As we approached 100,000 deaths in the US, there is no doubt the Corona virus has deeply affected each of us. When looking at COVID-19 through the lens of the insurance industry, it has been widely affected as well.
One the most public areas of adjustments made by the insurance industry was made in the car insurance space. With stay at home orders in place, we are no longer embarking on our daily commutes or jumping the car to drive two states over to visit family. This means we are driving significantly less. Many insurance companies such as Allstate and eSurance have now begun offering discounts or ‘paybacks’ to their customers. Allstate for example has begun direct depositing up to 15% of your monthly payment back into their customers bank accounts.

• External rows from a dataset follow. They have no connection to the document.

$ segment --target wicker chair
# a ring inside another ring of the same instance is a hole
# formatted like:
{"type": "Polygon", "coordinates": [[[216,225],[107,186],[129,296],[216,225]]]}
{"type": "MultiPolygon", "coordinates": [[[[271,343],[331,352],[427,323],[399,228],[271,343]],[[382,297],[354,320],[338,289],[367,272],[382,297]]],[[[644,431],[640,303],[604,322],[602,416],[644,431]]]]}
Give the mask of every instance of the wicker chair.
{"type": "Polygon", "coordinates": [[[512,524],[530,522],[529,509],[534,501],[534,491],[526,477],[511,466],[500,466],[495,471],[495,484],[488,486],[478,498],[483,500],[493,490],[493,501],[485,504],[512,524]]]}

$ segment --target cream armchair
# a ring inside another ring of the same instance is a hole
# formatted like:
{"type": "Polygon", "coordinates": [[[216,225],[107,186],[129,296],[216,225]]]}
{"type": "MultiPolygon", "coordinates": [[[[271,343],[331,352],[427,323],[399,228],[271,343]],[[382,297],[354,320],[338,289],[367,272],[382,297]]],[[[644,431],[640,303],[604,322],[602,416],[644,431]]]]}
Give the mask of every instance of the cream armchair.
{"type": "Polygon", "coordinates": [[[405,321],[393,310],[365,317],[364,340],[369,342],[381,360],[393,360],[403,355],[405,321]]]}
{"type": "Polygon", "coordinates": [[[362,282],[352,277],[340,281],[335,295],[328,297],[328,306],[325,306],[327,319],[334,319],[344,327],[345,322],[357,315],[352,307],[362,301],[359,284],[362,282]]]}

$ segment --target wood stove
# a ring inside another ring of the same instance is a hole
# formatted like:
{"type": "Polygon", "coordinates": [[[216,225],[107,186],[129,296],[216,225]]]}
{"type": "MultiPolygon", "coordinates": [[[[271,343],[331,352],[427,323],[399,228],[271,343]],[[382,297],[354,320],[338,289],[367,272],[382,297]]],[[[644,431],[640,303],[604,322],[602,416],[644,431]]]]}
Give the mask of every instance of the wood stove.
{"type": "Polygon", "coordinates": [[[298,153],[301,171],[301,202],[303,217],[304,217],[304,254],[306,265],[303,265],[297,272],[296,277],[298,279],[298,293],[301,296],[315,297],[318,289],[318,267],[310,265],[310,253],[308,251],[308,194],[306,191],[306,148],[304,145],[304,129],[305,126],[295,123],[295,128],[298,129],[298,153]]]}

At first glance, this is great news. It is money back into our pockets. But when you look at it further, is 15% really the right amount to refund their customers? For many people during COVID-19, our driving is limited to going to the grocery store. So cars that may have driven anywhere from 10-50 miles each way everyday during a commute are now being driven 5 miles per week. Many consumers actually considered canceling car insurance for one of their cars if they lived in a two car family household. So theoretically, there may have been even more savings available to the average consumer. But with this money coming ‘back’ to the consumer, it prevented many people from taking this action.
Our recommendation is to still go and speak to your insurance agent. It may make sense to address other aspects of your coverage if you are not driving to and from work any longer. If you happen to work for a company that will switch to remote working full time going forward, you 100% need to change your car insurance coverage.